Business

Markets give back gains

Stock markets closed flat, surrendering gains made earlier Monday after China pledged greater flexibility on exchange rates.

Initially rose on yuan revaluation hopes

North American stock markets closed flat Monday, giving back early gains inspired by news that China has pledged to allow greater flexibility with exchange rates.

In Toronto, the S&P/TSX composite index closed up 8.49 points at 11,936.08 after trading as high as 12,018 early in the session.

A bank clerk counts U.S. dollars at a branch of the Agricultural Bank of China in Liaocheng, China, last month. ((Reuters))

New York's Dow Jones industrial average closed with a decline of 8.23 points to 10,442.41, off from a morning high of 10,594. The Nasdaq composite index moved lower by 20.71 points, or 0.9 per cent, to 2,289.09, while the S&P 500 index lost 4.31 to 1,113.2.

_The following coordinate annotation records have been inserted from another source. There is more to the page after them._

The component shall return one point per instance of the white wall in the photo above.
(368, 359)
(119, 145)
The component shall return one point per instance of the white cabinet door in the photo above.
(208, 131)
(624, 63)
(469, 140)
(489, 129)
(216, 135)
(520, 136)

The Canadian dollar opened half a cent higher, starting the day at 98.42 cents US, but by its official close it had lost 0.30 cent to 97.62 cents US.

European and Asian stock markets finished higher.

London's FTSE 100 index closed higher by .92 per cent, Frankfurt's DAX was up 1.2 per cent and the Paris CAC 40 gained 1.3 per cent.

In Asia, Japan's benchmark Nikkei 225 stock index ended 2.4 per cent higher. Hong Kong's Hang Seng index climbed 3.1 per cent, while China's Shanghai composite index added 2.8 per cent.

Oil prices surged above $78 US a barrel Monday, before benchmark crude for July delivery settled up 64 cents at $77.82 US a barrel.

The announcement by the People's Bank of China that it would revert to relying on a basket of currencies that includes the U.S. dollar to determine the exchange rate, rather than the dollar alone, reflects a return to policies in force before the global financial crisis walloped Chinese manufacturers in 2008, putting millions of workers out of their jobs.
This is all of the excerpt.